US resists ratings regulation
THE Obama administration is resisting calls to help ensure that credit ratings are reliable, saying this would force investors to rely even more on the ratings.
Although credit rating agencies have been accused of assigning top ratings to complex securities that later crumbled in value, the government should not be in the business of regulating the agencies’ methodologies or performance, a US Treasury official told Congress on yesterday.
“To do so would put the government in the position of validating private sector actors and would likely exacerbate over-reliance on ratings,” the Treasury’s assistant secretary for financial institutions, Michael Barr, said.
Moody’s, Standard & Poor’s and Fitch Ratings have been blamed for contributing to the financial crisis by not doing enough due diligence on securities linked to shoddy mortgages.
Many lawmakers are outraged with how the rating agencies performed and have been seeking ways to make them more accountable.
The Senate Banking Committee held a hearing on Wednesday to examine the Obama administration’s plan to reform the credit rating industry.

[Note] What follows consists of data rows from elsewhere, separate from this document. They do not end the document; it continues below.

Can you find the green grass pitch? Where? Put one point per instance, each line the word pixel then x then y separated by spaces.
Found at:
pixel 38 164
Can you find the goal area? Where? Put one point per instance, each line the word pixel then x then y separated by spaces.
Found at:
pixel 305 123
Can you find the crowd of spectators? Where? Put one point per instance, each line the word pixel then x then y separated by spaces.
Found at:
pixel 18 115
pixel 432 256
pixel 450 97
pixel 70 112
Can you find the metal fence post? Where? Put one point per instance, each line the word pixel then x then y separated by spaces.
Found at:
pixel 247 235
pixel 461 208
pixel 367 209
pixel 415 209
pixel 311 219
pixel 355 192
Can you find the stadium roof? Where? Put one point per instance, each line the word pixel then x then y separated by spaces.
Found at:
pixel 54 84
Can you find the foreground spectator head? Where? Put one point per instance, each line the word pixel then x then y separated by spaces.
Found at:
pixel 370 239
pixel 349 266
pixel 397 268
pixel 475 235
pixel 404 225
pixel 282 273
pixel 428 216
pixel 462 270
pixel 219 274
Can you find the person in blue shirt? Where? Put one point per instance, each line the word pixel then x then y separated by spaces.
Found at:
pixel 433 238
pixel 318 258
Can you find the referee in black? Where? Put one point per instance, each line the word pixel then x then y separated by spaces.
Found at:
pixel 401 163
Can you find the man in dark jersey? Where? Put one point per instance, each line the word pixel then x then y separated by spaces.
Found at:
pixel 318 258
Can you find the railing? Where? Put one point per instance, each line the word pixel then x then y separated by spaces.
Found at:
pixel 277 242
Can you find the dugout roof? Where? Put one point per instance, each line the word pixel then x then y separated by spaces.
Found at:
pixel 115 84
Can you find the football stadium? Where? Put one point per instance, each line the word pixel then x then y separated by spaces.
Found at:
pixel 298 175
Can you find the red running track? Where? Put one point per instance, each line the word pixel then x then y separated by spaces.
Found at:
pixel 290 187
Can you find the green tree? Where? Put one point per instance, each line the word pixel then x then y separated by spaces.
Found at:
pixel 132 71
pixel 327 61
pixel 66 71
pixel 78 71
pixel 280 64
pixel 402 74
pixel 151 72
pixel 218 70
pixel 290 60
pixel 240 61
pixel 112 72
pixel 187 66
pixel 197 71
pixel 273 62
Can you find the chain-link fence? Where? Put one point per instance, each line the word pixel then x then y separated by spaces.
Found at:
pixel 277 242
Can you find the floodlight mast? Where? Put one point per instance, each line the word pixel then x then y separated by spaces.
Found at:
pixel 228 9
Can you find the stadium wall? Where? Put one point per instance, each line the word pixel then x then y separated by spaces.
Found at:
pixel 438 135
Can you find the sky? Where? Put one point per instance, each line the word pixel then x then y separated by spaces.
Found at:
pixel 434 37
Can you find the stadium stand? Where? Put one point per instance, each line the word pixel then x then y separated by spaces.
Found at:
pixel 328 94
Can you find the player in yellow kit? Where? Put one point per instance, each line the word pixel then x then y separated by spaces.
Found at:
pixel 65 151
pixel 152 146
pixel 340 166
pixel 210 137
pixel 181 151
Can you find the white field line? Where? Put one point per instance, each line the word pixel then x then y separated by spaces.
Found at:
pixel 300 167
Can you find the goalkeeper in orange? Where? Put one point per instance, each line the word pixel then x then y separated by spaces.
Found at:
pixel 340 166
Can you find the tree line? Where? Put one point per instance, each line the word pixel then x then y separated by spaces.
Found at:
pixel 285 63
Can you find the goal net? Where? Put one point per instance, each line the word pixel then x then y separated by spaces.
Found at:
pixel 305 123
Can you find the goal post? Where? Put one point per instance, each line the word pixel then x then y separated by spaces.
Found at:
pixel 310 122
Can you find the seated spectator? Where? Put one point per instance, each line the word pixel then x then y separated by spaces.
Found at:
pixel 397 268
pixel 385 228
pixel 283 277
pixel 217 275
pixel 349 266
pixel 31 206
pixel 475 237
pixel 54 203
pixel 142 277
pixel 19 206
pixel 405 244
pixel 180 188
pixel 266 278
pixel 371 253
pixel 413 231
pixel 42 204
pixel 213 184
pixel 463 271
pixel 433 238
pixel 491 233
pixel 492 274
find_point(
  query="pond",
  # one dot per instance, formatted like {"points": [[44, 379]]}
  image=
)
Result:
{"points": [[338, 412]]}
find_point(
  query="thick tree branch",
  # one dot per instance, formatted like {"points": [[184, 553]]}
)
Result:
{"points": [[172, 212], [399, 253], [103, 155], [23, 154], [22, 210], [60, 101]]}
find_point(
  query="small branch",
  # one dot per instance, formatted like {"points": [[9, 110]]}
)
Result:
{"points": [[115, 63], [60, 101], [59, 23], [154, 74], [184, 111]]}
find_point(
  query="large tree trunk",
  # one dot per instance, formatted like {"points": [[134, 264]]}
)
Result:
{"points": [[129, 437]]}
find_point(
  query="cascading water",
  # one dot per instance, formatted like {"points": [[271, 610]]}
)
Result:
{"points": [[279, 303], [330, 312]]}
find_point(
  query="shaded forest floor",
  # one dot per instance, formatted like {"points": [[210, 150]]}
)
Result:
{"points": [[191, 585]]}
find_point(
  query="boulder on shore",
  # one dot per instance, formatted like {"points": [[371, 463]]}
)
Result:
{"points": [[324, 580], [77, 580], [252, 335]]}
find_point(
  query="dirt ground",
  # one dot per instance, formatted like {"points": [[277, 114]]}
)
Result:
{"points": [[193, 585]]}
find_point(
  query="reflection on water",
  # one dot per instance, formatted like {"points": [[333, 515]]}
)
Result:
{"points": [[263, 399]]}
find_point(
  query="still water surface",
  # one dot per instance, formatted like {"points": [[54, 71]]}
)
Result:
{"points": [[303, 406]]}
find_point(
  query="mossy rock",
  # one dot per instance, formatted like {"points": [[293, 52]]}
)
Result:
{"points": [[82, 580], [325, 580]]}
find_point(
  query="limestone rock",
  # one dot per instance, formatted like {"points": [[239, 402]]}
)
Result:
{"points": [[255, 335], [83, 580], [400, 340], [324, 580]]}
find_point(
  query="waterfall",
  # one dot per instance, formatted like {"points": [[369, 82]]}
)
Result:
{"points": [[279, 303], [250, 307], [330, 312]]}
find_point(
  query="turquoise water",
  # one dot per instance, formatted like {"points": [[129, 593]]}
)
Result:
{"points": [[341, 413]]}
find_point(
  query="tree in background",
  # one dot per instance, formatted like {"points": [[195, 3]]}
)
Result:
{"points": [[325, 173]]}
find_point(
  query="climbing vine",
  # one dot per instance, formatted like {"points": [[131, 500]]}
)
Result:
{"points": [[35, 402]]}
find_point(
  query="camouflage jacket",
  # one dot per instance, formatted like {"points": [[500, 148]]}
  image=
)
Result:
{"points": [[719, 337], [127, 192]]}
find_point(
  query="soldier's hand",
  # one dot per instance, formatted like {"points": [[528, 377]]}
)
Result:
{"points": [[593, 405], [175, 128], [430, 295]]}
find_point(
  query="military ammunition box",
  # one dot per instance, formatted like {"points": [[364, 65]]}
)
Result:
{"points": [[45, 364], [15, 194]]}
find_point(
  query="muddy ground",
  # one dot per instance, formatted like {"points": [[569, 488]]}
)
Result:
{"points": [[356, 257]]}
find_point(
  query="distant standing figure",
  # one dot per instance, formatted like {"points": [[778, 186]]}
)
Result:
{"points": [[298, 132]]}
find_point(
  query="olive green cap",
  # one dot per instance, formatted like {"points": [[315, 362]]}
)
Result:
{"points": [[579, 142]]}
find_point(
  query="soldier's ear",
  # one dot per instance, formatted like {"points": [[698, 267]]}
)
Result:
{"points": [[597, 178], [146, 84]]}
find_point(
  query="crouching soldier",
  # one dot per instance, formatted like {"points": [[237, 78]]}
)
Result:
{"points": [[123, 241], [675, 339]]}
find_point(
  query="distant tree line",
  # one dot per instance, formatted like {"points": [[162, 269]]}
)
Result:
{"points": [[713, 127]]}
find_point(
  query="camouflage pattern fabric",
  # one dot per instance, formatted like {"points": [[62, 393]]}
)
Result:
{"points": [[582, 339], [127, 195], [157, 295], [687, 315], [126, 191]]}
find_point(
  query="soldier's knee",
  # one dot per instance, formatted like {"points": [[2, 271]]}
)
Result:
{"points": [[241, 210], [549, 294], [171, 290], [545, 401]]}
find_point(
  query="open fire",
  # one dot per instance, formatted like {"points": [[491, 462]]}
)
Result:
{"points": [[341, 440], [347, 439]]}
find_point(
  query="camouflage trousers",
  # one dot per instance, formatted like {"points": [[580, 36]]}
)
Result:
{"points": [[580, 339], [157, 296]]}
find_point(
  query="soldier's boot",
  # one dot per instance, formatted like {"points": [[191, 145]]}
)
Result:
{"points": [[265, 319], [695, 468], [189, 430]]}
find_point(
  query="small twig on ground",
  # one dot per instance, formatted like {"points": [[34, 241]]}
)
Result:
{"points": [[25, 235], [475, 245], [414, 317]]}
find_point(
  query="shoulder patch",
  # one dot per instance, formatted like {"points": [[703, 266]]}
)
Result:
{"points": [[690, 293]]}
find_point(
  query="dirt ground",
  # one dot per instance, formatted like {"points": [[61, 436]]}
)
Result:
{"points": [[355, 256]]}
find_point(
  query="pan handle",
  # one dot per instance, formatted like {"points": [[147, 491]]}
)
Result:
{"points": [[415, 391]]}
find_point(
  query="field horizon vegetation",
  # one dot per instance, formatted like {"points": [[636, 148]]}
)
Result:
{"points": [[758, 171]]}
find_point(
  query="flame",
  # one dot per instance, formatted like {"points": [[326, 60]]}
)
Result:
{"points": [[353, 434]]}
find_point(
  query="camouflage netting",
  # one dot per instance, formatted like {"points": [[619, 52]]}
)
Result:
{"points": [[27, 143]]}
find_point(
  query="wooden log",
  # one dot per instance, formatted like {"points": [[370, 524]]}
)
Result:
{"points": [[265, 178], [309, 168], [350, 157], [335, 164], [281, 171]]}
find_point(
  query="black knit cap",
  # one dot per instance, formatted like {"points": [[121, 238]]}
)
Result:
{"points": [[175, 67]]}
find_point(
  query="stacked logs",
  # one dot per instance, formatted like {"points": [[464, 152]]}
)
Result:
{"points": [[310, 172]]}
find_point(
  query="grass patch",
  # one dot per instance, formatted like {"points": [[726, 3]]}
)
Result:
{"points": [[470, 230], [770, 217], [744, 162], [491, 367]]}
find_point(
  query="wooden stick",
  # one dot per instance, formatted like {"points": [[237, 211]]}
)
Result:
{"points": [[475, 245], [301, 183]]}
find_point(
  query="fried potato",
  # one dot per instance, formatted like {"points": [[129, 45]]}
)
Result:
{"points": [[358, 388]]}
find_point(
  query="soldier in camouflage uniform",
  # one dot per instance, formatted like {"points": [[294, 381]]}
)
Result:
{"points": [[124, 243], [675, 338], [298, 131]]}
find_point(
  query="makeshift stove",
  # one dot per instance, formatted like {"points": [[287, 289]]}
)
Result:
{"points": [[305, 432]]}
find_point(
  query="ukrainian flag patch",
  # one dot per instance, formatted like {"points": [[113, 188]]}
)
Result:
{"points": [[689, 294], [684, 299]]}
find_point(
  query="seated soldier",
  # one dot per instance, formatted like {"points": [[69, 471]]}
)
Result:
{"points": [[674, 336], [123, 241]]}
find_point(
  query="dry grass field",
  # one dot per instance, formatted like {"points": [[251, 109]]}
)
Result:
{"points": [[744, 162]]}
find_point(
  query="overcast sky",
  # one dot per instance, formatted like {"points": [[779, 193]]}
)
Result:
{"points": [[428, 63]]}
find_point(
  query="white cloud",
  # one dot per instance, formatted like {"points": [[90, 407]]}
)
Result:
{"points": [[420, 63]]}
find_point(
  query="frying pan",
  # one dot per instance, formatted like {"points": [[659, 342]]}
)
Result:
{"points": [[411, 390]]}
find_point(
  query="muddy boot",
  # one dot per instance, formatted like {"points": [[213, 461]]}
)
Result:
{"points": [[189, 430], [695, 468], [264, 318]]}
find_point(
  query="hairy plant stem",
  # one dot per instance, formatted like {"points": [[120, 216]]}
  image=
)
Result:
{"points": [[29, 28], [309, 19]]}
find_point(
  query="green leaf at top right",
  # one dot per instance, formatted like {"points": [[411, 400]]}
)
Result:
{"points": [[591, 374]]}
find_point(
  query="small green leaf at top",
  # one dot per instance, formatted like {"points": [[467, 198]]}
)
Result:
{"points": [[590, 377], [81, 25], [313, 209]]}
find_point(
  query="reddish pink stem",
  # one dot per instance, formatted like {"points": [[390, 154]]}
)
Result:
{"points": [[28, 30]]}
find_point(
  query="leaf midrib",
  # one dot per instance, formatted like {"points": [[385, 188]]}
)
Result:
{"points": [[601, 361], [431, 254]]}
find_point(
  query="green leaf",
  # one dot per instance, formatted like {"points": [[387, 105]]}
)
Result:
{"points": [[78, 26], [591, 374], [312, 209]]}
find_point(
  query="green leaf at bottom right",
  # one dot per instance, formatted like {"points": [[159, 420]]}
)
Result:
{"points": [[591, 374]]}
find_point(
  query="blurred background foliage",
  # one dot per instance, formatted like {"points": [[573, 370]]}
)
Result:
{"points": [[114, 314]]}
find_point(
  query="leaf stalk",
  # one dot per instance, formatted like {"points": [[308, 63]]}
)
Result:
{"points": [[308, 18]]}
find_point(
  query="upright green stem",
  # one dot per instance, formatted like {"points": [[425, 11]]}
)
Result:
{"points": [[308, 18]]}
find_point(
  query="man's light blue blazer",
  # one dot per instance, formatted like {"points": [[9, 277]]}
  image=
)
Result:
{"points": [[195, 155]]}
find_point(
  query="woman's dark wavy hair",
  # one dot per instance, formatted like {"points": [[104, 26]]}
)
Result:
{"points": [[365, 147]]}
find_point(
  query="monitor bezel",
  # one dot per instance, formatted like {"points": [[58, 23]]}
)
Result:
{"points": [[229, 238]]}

As part of its plan to overhaul U.S. financial regulation, the administration has proposed increasing disclosures and ways to crack down on what some consider the rating agencies’ conflict of interests.
Many of its proposals are already being addressed by the Securities and Exchange Commission, which has adopted rules to give investors more information on how an agency determines a rating for a complex product like mortgage-backed securities.